A number of people have asked about my decision to allow candidates for public office contribute posts to RI Future about their campaigns, so I thought it was a worthwhile editorial decision to address here.
To set the scene, Libby Kimzey and Mark Binder – both of whom are self-described progressives, semi-regular contributors to RI Future and active members of our online community – are running for seats in the state House of Representatives.
It’s my hope that they both post many more times throughout the campaign season, and I hope many other candidates for office do as well. Senator Sheldon Whitehouse and Congressman David Cicilline, both self-described progressives, have contributed posts in the recent past and I hope they take the opportunity to do so again during the campaign. In fact, there is literally little that would make me happier than if every candidate for office posted to RI Future during the campaign. Maybe if they all commented with their real names, to boot!
I know the internets are still a relatively new animal to some, and more than a few wish news and information still came packaged the way it did 20 and 50 years ago. But we can’t turn back now any more than the early humans could have left fire alone. Nor should we. Candidates for public office having another way to communicate with people is a good thing – especially when the people can communicate right back, and publicly. And the more the web is incorporated into the political process, assuming it’s kept free and open, it should serve to mitigate the problems with unfettered money in the political process.
Being a blog that blends news reporting with opinion writing on issues that matter to progressives, we’re in a pretty unique position to give our audience – a vast majority of whom I’m guessing are voters – a variety of ways to learn more about the candidates – one of those ways is the candidates can submit their own posts. The candidates, for the most part, seem appreciative of the opportunity as well. (Though I wish more weren’t so afraid of the comments section … the anonymous comments aren’t nearly as influential as some seem to think – people generally recognize them for what they are: a sometimes good and sometimes bad side dish meant to add a little value to the main course.

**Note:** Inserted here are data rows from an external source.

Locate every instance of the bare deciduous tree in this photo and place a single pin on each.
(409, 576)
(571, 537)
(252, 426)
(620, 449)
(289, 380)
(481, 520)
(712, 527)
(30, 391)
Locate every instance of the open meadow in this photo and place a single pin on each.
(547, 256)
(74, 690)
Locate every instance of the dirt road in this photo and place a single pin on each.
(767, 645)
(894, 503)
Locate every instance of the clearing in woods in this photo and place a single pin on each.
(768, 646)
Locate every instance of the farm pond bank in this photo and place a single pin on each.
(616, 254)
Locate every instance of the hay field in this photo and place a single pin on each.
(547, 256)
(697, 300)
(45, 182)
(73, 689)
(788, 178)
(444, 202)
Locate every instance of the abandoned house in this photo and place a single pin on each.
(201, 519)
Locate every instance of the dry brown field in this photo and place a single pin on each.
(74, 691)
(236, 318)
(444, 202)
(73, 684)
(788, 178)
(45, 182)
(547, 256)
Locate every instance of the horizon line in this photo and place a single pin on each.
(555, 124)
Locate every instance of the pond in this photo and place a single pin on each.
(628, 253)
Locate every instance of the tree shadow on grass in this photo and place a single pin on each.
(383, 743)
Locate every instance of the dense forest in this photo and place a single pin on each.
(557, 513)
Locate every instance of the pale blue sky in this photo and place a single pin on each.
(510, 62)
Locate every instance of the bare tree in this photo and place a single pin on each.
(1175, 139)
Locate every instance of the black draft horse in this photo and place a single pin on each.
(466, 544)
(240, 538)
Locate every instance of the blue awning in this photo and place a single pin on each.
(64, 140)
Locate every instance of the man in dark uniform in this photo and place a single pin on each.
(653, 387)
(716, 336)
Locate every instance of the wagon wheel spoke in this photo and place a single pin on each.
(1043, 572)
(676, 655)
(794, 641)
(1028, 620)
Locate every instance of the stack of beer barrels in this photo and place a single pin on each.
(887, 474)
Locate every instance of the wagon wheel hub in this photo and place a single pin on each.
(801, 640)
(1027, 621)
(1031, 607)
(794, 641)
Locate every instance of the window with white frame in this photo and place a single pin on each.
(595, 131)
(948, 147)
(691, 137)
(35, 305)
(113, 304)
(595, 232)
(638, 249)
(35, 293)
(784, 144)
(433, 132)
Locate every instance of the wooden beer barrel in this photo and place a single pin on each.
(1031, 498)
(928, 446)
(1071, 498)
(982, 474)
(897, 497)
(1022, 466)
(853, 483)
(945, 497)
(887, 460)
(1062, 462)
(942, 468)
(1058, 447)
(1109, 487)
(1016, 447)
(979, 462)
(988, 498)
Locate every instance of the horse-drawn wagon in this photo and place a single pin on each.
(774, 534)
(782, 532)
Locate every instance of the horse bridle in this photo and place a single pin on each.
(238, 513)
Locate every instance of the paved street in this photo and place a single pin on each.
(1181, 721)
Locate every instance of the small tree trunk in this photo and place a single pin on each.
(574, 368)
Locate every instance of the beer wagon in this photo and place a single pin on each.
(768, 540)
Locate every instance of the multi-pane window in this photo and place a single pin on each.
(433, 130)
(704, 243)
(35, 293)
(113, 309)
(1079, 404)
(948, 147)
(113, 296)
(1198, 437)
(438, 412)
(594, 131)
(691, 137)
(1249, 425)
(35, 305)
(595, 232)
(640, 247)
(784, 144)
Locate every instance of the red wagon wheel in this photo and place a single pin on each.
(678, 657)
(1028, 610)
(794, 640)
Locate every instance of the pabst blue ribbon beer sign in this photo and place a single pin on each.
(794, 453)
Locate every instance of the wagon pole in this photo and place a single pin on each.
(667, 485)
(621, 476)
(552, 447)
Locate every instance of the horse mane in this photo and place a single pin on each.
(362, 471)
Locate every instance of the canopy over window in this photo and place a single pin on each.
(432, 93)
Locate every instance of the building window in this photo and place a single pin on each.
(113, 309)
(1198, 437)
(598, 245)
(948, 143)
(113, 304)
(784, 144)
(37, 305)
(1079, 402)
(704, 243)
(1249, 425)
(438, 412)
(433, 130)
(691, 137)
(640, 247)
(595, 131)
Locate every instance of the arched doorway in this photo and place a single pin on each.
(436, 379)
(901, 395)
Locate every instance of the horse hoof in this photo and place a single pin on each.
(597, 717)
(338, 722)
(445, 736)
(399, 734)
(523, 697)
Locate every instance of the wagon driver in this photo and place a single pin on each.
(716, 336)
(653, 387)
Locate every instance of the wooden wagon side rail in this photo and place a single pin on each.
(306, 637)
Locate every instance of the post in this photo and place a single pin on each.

Conversely, the ones with real names carry greater weight.)
Here are our general guidelines for submissions, in particular as applied to contributors who are running for and writing about their candidacy:
- We want to know about progressive issues rather than about your campaign or yourself, though we veer from this frequently and interpret it rather loosely and broadly.
- There is no non-compete clause inherent with you post so don’t be surprised if you see a post from your competition on RI Future as well.
- There are plenty of other places where you can dump on the progressive movement, if that’s your thing, so we choose not to compete in that sector of the marketplace of ideas.
- It’s neither a tacit or an explicit endorsement for the seat you seek.
This last point is an interesting one, especially as it applies to Binder’s campaign against House Speaker Gordon Fox. Binder is probably more progressive than is Fox. But Fox may well be the best Democrat to lead the House of Representatives. It’s possible we could give Binder a platform during the campaign, but still endorse his opponent.
I probably should have done a post prior to campaign season letting our readers and all candidates know we planned to do as much … just as much as a news/opinion hybrid blog is a good medium for communicating with candidates, it’s also a pretty good place to tackle issues of journalistic integrity and political communication.